Cytokine storm
A self-amplifying, dysregulated release of inflammatory signaling proteins that overwhelms normal regulation and damages tissue. Implicated in severe COVID-19 pneumonia and a recognized clinical syndrome long before COVID-19.
How researchers study it
"Cytokine storm" entered the medical literature in the 1990s describing graft-versus-host disease, and has since been applied to sepsis, hemophagocytic lymphohistiocytosis, CAR-T cell therapy reactions, and severe viral pneumonias. A widely cited 2020 NEJM review by Fajgenbaum and June lays out a unifying framework — elevated circulating cytokines, immune cell hyperactivation, and systemic inflammation that drives organ dysfunction (Fajgenbaum & June, NEJM, 2020).

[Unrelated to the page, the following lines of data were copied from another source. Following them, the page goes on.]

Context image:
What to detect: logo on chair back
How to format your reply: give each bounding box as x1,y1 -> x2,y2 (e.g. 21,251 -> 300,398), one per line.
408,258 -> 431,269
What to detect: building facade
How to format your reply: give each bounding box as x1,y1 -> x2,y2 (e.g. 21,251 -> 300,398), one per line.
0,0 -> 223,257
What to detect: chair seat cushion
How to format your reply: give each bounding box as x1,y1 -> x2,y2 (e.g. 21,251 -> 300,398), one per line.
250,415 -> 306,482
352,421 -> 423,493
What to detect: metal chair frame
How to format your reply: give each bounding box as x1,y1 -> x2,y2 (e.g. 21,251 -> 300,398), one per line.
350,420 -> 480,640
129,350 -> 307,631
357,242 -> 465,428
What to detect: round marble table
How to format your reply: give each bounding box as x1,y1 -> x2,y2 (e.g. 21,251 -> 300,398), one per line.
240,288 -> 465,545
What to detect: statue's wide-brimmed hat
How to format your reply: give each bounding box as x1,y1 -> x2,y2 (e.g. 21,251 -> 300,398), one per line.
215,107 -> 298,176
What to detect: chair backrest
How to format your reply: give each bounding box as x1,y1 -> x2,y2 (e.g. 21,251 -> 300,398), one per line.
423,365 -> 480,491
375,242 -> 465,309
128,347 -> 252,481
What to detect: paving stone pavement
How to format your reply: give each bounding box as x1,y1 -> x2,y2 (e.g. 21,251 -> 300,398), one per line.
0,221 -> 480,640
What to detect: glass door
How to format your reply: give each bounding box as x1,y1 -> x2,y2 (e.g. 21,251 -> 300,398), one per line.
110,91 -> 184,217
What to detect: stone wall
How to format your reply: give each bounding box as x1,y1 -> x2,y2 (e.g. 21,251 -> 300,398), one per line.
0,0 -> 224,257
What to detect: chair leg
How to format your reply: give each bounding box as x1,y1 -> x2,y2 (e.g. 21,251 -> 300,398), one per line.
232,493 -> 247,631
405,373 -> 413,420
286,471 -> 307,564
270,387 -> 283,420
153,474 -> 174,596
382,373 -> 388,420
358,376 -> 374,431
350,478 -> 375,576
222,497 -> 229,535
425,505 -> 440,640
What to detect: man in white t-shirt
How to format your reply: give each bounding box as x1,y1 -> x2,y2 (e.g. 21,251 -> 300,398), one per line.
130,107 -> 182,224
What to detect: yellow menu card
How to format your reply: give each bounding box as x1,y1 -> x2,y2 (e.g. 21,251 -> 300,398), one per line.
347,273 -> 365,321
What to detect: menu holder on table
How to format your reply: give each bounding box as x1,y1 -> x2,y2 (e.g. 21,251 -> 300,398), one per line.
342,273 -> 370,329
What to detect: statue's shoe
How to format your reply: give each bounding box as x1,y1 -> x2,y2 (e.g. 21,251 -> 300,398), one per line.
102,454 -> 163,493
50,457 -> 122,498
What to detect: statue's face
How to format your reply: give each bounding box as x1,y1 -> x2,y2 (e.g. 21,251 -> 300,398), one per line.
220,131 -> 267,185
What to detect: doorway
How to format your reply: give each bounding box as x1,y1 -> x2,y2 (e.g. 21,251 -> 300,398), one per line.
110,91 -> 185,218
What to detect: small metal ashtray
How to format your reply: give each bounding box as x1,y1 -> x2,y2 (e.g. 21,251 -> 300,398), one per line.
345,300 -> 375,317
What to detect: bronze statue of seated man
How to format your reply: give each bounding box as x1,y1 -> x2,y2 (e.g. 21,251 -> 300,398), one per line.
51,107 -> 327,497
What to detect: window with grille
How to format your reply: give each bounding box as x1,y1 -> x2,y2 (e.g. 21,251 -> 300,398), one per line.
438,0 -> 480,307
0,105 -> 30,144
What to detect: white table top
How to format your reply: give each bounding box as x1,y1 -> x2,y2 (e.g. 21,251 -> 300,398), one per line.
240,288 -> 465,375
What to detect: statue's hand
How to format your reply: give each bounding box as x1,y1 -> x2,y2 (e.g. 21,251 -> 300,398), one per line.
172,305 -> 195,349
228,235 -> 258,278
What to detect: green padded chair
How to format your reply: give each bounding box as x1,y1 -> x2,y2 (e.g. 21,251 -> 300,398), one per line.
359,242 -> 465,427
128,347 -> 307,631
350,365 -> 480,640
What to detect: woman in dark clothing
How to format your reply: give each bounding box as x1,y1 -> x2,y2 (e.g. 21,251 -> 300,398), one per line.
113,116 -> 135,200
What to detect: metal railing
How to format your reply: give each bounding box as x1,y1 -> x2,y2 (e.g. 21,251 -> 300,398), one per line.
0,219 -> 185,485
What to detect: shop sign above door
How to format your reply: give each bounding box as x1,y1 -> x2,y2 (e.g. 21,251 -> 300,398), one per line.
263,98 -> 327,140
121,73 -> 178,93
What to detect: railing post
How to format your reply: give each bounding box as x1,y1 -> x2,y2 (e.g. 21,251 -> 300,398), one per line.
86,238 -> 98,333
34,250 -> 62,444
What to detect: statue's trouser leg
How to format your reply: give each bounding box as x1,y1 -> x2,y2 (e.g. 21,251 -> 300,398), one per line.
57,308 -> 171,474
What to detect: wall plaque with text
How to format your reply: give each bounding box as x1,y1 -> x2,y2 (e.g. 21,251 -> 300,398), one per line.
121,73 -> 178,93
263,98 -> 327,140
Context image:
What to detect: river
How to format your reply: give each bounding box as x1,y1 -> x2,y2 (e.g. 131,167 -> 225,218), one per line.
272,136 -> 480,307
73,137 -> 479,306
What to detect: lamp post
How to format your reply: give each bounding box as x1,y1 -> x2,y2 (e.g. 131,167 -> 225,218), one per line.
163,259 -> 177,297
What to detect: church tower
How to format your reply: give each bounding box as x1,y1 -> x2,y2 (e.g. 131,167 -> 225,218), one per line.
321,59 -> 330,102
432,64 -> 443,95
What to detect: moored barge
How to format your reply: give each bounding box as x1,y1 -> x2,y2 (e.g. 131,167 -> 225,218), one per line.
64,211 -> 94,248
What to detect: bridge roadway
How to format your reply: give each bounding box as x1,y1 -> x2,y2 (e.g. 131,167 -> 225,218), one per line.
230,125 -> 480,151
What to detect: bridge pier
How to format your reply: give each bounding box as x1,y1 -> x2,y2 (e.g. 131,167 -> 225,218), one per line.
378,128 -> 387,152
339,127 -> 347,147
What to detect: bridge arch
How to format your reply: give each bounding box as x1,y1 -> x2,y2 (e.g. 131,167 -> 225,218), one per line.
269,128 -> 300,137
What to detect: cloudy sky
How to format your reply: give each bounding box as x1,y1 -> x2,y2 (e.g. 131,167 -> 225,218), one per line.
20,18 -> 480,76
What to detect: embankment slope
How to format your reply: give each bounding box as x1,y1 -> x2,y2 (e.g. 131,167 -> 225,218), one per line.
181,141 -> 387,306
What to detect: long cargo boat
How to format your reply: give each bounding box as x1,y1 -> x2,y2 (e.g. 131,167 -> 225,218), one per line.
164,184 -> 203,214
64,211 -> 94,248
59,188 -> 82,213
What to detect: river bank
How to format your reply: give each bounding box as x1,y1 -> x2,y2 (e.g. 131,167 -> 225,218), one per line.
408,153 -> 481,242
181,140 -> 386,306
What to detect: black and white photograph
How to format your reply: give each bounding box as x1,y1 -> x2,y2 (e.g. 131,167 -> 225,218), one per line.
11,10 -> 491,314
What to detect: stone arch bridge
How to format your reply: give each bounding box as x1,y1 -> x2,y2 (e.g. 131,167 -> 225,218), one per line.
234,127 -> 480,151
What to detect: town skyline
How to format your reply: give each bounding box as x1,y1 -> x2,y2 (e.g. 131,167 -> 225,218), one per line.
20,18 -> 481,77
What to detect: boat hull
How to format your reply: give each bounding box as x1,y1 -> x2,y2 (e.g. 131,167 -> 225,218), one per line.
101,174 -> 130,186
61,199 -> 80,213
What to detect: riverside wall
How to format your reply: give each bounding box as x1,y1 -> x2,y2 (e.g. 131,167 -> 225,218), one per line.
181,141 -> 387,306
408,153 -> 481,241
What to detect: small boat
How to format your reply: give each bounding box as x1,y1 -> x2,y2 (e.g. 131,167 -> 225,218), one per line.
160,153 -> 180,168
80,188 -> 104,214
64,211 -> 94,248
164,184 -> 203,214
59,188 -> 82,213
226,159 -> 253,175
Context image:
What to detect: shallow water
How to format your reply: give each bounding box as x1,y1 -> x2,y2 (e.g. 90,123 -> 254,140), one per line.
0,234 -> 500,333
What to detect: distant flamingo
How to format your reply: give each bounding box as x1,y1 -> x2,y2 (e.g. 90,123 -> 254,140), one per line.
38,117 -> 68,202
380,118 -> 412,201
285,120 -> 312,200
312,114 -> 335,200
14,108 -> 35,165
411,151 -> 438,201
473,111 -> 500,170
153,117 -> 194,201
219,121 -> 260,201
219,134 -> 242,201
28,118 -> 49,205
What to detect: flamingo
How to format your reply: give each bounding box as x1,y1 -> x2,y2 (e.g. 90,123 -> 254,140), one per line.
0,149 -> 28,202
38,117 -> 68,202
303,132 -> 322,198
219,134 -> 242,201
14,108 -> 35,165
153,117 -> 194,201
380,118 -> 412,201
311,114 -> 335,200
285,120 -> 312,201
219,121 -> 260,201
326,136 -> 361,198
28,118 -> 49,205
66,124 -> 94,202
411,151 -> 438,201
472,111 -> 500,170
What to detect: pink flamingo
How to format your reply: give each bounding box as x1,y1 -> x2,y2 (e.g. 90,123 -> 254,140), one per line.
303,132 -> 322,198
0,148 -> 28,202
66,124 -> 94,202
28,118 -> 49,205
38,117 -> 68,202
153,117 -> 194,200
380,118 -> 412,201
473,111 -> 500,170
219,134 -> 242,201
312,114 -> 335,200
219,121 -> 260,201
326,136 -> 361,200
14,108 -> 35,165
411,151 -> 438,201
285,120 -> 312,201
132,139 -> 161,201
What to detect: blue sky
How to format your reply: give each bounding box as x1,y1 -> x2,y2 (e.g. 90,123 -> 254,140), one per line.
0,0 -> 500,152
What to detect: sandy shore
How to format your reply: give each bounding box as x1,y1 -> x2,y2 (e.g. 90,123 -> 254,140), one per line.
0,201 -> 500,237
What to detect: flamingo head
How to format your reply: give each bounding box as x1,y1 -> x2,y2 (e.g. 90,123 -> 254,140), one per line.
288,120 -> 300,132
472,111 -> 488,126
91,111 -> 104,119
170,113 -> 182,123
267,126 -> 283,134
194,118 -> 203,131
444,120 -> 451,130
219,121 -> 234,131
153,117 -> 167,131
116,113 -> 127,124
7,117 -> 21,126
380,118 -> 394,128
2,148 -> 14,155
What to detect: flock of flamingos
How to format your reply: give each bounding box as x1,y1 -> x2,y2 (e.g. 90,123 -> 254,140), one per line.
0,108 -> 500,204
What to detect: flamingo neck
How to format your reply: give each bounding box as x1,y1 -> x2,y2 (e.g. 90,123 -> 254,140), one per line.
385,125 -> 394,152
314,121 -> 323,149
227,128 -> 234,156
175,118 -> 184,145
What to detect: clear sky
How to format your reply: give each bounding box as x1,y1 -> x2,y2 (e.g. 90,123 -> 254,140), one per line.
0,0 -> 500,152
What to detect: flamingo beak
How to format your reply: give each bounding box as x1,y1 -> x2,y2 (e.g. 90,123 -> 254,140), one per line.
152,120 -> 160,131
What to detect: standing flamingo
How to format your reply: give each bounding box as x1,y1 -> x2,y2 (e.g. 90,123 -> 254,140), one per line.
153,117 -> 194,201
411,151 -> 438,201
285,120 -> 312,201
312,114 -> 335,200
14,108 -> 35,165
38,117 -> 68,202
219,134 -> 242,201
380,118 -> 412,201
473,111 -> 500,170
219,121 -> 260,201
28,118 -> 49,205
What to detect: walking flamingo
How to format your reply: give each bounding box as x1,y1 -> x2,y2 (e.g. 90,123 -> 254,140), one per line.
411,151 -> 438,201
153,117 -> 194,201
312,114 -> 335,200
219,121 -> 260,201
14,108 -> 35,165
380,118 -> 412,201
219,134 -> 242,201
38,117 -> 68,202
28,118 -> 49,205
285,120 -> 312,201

In severe COVID-19, researchers consistently measure elevated interleukin-6 (IL-6), interleukin-1 beta, tumor necrosis factor (TNF), and C-reactive protein in plasma from critically ill patients (Huang et al., Lancet, 2020, PubMed 32125452). The pattern partially overlaps with sepsis but has some COVID-specific features, and the field has debated whether the term "cytokine storm" is fully accurate or whether COVID-19 hyperinflammation should be classified separately.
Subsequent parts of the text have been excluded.